Summary of package and functionalities
How a _learning strategy_ works
Combining _learning strategies_
How data is handled in the default structure

__Examples:__

Building a simple maximum finder (model with no data)
Building a K-means algorithm (model with data)
Making a custom meta-strategy
List and examples of built-in functions

Summary¶

Through the JuliaML Learn.jl and LearningStrategies.jl, a framework was built allowing the simple implementation of new algorithms and learning strategies, and making it extremely simple to combine multiple strategies together.

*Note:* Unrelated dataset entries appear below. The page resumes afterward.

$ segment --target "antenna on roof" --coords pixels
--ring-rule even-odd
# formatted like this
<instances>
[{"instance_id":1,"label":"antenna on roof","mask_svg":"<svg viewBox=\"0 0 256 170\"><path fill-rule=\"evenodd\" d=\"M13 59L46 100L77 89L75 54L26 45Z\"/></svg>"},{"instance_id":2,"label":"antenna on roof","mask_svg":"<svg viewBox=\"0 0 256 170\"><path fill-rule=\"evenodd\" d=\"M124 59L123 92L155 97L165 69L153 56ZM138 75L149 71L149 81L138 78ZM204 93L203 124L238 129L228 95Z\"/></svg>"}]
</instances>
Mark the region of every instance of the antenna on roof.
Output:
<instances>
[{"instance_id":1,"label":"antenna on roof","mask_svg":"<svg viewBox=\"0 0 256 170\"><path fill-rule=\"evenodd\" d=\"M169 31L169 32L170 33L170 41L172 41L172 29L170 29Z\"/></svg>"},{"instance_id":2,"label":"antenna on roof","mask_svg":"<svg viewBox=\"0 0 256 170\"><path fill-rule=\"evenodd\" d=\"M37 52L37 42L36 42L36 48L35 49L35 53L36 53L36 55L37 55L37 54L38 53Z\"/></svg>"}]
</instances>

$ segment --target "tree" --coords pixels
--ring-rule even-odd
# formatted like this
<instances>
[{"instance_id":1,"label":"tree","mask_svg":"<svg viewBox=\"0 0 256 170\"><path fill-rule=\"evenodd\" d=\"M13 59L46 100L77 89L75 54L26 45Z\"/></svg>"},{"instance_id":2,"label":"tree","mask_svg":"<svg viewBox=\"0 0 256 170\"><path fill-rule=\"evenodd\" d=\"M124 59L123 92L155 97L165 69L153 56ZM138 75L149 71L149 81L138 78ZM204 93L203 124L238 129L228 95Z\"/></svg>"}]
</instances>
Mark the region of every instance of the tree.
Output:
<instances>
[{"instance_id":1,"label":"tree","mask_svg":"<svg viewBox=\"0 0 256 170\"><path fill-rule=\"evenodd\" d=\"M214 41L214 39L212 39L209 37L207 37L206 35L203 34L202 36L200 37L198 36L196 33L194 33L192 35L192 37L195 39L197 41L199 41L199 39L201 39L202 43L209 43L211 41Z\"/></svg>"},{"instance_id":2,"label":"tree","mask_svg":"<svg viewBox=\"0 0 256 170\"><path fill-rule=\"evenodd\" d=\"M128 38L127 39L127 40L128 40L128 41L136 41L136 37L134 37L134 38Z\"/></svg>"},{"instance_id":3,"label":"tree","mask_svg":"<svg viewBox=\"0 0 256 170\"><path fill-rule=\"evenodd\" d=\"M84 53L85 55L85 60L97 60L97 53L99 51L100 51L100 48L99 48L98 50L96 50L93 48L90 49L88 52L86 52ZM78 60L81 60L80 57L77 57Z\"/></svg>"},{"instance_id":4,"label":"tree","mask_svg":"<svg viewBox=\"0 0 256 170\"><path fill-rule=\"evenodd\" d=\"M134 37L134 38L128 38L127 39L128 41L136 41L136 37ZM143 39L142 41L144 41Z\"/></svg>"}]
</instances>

A strategy here is simply defined as a way for the user to tell how a model (stored as a struct) is setup, trained and updated. This idea stems from the very similar pseudocode most learning algorithms operate with, which is:

# Learning a model involves a model, a strategy and (not necessary) some data    
function learn!(model, strat::LearningStrategy, data)   
    # We set up the model, can be preparing arrays for training, doing some preprocessing
    setup!(strat, model[, data])           

    # Using the "repeated" function  on your data allows it to replicate it infinitely
    for (i, item) in enumerate(data)                    

        # Update the model according to the strategy(-ies) and the data  
        update!(model, strat[, i], item) 

        # Allows to record information or generally "hook in" the process. Should NOT modify in place
        hook(strat, model[, data], i)    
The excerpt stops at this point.